The main technology used in BigSheets is a set of complementary open source software projects collected and licensed by the Apache Foundation (http://apache.org). The core is Hadoop (http://hadoop.apache.org), which is a data storage system that can scale to billions of items with less required structure and space than a relational database system. Hadoop simplifies the IT management of the data, making it much easier to handle large amounts of traffic using parallel processing, easy addition of new servers, replication, fail-over, and load balancing. Hadoop powers much of the Amazon Cloud, ImageShack, Last.fm charts, Quantcast, and large parts of Facebook and LinkedIn.
The BigSheets UK Web Archive project is using the query language Pig Latin, which is designed to work with Hadoop, and so it has some features beyond the SQL (Structured Query Language) that's commonly used with databases. These queries are for classification, entity extraction, and other text-mining tasks, and the Pig/Hadoop combination will automatically deal with scaling and directing the query and compiling the results. They did name the project Pig (http://hadoop.apache.org/pig) so they could combine it with Latin-open source people tend to be as amused about cute names as librarians.
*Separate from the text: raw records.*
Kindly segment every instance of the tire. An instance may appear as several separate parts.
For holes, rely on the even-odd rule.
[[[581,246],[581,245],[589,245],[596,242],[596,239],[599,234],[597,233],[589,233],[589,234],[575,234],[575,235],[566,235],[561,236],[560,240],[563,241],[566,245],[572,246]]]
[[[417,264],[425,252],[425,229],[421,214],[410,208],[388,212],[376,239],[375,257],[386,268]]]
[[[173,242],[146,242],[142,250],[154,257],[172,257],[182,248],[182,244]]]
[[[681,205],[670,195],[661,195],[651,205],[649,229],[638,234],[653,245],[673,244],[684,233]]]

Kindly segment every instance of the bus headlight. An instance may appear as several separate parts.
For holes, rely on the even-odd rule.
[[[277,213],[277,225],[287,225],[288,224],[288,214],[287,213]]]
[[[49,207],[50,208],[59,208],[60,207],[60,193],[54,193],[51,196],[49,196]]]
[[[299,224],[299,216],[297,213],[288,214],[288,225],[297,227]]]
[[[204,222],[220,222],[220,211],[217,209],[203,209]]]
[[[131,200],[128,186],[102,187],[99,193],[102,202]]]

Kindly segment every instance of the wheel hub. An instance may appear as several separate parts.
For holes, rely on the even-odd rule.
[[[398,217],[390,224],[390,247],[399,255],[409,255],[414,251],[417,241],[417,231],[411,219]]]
Another big part of the UKWA project is crawling the websites to index pages and check for changes. The open source crawler Nutch (http://lucene.apache.org/nutch) was designed for web-scale and can handle millions of URLs efficiently. Other technologies include the ManyEyes visualization tools, Open Calais (a freely available entity extraction system from Thomson Reuters), and IBM's own InfoSphere Classification Module is used to help organizations organize unstructured data using pattern matching/extraction.
Uses for this technology can apply to simple customer service-finding out why students did not use streaming video (doi:10.1111/j.1467-8535.2009.00980.x) to complex legal research, pharmaceutical clinical trials analysis, and mergers and acquisitions due diligence. These tools can even lead to indirect connections, the most famous being the discovery that fish oil may be a good treatment for Reynaud's disease; this has become the field of literature-based discovery (LBD, overview at doi:10.1.1.77.6842).
Hearst has this to say about the UK Web Archive and BigSheets approach: "The critical thing for this kind of tool is how accurate is the text analysis and how easy is it to do the exploratory analysis." She added, "IBM has been developing advanced tools for text analytics for years (both in terms of algorithms and scalability) and probably [has] one of the best around."